We know that young people have to rage, to test their strength against the powers that be, to knock things down in order to build them up again…. What’s dispiriting is when we’ve worked so hard, putting in huge amounts of work to make new opportunities available to young people, and they go and sabotage everything by failing to turn up, by being rude, by sabotaging or spurning the very opportunities we’ve worked so hard to provide. Why?

Winnicott (1986) argues that, having originally been deprived as children, young people are confounded and upset when they’re finally offered – tantalizingly - the very experience they originally needed. To be offered something so precious – love, safety, recognition, protection – is a terrible reminder. It hurts too much. So they set about trying to destroy it, even though they know, and even though we know, that it’s precisely what they’ve always needed. The prospect of finally being loved becomes too awful to bear. The prospect – at last! - of living with safe and reliable authority-figures becomes impossible to countenance.

Over the years, I’ve sat with teachers struggling to understand why the boy who’s never had any stability in his life is being so disruptive. Now that he has so many teachers around who genuinely care about him, teachers who enforce the rules firmly and reliably, why does he chose to behave so badly? I’ve sat with therapists offering young people those same qualities only to find that some of their young clients are intent on destroying the one relationship where they’re treated with kindness and respect. I’ve worked with boys and girls who no sooner meet a really nice girlfriend or boyfriend than they start to sabotage the relationship, as if they can’t believe their luck, as if they can’t trust anyone to be straightforwardly good. And there are young people who are offered worthwhile jobs alongside truly supportive, encouraging adults; young people who, a few days into the job, seem to be doing their best to get themselves sacked.

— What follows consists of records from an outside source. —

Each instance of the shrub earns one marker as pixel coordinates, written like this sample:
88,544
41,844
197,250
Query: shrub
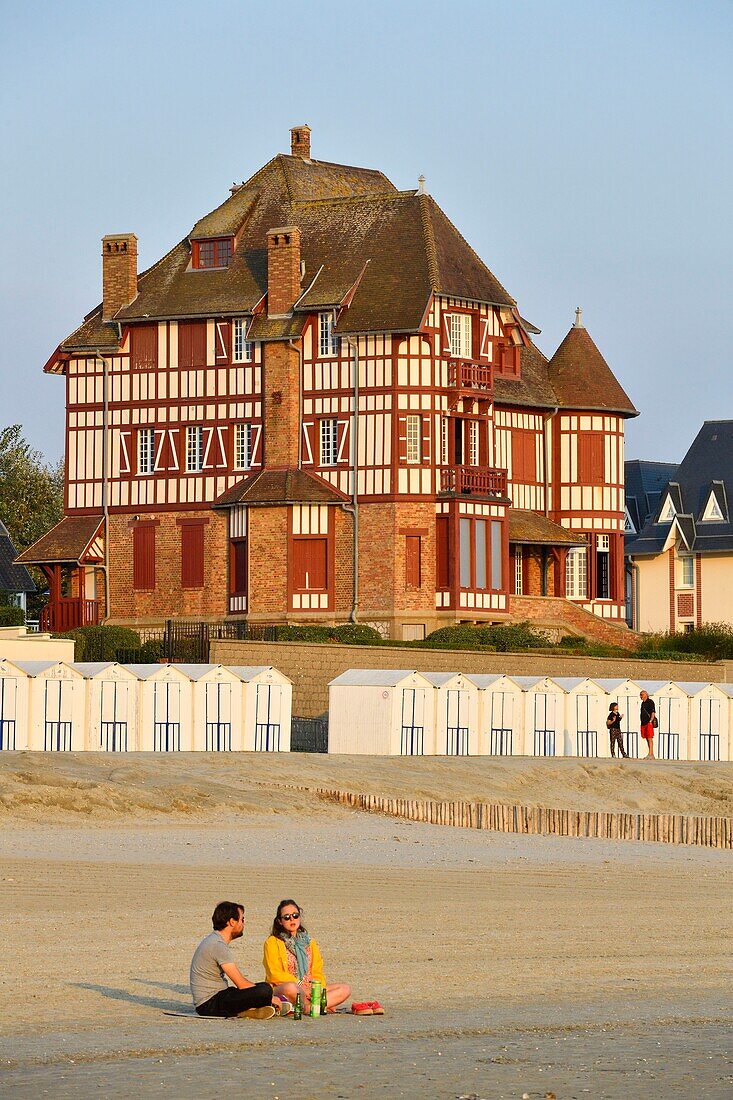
100,642
11,616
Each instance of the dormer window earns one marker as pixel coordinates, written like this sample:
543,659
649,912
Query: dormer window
211,253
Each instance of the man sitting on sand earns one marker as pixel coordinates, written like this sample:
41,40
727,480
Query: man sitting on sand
214,961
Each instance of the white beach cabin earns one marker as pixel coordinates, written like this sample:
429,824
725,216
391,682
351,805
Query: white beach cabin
544,715
13,706
165,719
111,708
709,728
217,701
626,694
381,712
586,733
56,706
500,714
266,708
456,714
673,710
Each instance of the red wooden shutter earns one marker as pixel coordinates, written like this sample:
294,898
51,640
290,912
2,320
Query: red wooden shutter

Of course there are plenty of young people who are given new opportunities and thrive. But there are others who don’t; others for whom all that kindness is too painful. These young people are often the most difficult to work with because they spurn our best efforts to support and love them. They take out their earliest disappointments on us, constantly provoking us to reject them, to fulfill their prophesy that no one cares, that no one in their lives has ever really cared.

It also happens with some adults…. “It’s as if I’m trying to destroy the very thing I’ve always wanted!” says Marcus the teacher, delighted with his first proper romantic relationship yet unable to stop being sarcastic whenever he’s with his lover. “I can’t quite believe this day has come!” says Sue the social worker, finally given the responsibility that she’s always craved but suddenly unsure about whether she really wants it.

The way forward for professionals is to understand that these behaviours aren’t as personal as they feel. Of course they’re illogical and self-defeating, but our job remains the same: to be relentlessly reliable, withstanding the setbacks and the sabotaging of our best efforts. The more vehement the young person’s behaviour, the more hurt it probably protects.

References

Winnicott, D.W. (1986) 'Delinquency as a sign of hope' in Home Is Where We Start From. New York: W.W. Norton & Co.